Abstract

NAD⁺ synthetase is an essential enzyme of de novo and recycling pathways of NAD⁺ biosynthesis in Mycobacterium tuberculosis but not in humans. This bifunctional enzyme couples the NAD⁺ synthetase and glutaminase activities through an ammonia tunnel but free ammonia is also a substrate. Here we show that the Homo sapiens NAD⁺ synthetase (hsNadE) lacks substrate specificity for glutamine over ammonia and displays a modest activation of the glutaminase domain compared to tbNadE. We report the crystal structures of hsNadE and NAD⁺ synthetase from M. tuberculosis (tbNadE) with synthetase intermediate analogues. Based on the observed exclusive arrangements of the domains and of the intra- or inter-subunit tunnels we propose a model for the inter-domain communication mechanism for the regulation of glutamine-dependent activity and NH₃ transport. The structural and mechanistic comparison herein reported between hsNadE and tbNadE provides also a starting point for future efforts in the development of anti-TB drugs.
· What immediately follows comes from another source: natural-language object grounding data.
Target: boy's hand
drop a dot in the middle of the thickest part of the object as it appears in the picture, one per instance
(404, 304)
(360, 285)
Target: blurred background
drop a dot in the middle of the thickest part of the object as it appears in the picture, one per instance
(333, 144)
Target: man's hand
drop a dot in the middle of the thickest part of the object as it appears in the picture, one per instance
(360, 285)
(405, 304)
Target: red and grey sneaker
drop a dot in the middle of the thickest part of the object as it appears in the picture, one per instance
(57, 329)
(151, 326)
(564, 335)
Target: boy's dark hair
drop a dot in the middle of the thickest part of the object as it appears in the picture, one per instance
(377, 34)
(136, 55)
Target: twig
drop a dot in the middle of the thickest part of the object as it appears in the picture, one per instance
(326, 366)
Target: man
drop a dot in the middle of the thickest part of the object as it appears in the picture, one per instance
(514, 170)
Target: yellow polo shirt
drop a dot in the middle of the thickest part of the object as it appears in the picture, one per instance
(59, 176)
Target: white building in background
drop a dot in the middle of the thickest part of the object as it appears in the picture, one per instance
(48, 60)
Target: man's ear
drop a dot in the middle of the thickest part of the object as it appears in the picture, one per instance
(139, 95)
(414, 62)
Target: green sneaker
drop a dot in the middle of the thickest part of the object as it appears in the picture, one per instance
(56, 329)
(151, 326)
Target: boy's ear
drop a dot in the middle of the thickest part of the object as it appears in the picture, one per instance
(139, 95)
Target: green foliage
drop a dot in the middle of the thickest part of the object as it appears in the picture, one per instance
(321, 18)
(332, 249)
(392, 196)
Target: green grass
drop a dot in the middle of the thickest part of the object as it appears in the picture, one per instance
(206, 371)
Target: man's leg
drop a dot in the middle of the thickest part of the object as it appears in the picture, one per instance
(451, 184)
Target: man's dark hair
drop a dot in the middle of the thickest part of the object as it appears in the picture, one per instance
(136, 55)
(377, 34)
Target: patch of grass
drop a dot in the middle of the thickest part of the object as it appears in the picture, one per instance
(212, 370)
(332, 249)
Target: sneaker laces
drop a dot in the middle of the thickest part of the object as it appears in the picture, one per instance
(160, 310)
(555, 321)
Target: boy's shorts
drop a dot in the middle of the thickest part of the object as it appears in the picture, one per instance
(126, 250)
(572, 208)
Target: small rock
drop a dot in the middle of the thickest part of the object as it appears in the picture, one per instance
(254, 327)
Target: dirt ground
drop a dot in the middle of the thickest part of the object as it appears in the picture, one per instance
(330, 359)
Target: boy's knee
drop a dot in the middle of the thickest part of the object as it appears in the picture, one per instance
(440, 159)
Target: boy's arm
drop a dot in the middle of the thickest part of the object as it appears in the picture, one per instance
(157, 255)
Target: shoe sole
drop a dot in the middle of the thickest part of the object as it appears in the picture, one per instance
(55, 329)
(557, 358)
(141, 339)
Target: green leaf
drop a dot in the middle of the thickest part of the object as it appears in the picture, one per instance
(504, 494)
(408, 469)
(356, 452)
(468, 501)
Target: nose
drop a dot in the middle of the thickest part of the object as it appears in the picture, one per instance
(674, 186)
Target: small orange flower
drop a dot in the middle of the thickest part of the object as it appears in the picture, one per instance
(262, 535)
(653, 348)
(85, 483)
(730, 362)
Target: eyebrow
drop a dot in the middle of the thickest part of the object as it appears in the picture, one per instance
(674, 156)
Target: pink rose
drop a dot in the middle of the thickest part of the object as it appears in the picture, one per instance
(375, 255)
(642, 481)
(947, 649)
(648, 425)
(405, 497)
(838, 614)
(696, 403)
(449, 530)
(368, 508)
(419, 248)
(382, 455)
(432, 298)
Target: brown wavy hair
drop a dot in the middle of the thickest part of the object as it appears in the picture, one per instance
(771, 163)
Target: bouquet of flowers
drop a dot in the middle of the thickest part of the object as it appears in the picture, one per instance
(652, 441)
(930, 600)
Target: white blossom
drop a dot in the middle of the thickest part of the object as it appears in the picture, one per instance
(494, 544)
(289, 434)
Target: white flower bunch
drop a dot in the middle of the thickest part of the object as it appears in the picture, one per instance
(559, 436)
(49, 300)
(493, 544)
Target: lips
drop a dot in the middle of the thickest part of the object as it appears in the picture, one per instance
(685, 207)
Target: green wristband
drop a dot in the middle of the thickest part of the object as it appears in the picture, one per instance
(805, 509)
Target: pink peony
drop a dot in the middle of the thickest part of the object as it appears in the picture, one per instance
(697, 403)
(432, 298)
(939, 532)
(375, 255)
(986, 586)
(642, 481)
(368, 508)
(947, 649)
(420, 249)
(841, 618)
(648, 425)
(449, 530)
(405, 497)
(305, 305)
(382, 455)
M. tuberculosis NAD⁺ synthetase (tbNadE) is of interest as a drug target. Here the authors present the actively trapped Homo sapiens NAD⁺ synthetase (hsNadE) and tbNadE structures and show key differences in the synthetase active site and in structural elements possibly involved in the allosteric regulation of catalysis to be leveraged for the development of M. tuberculosis selective inhibitors.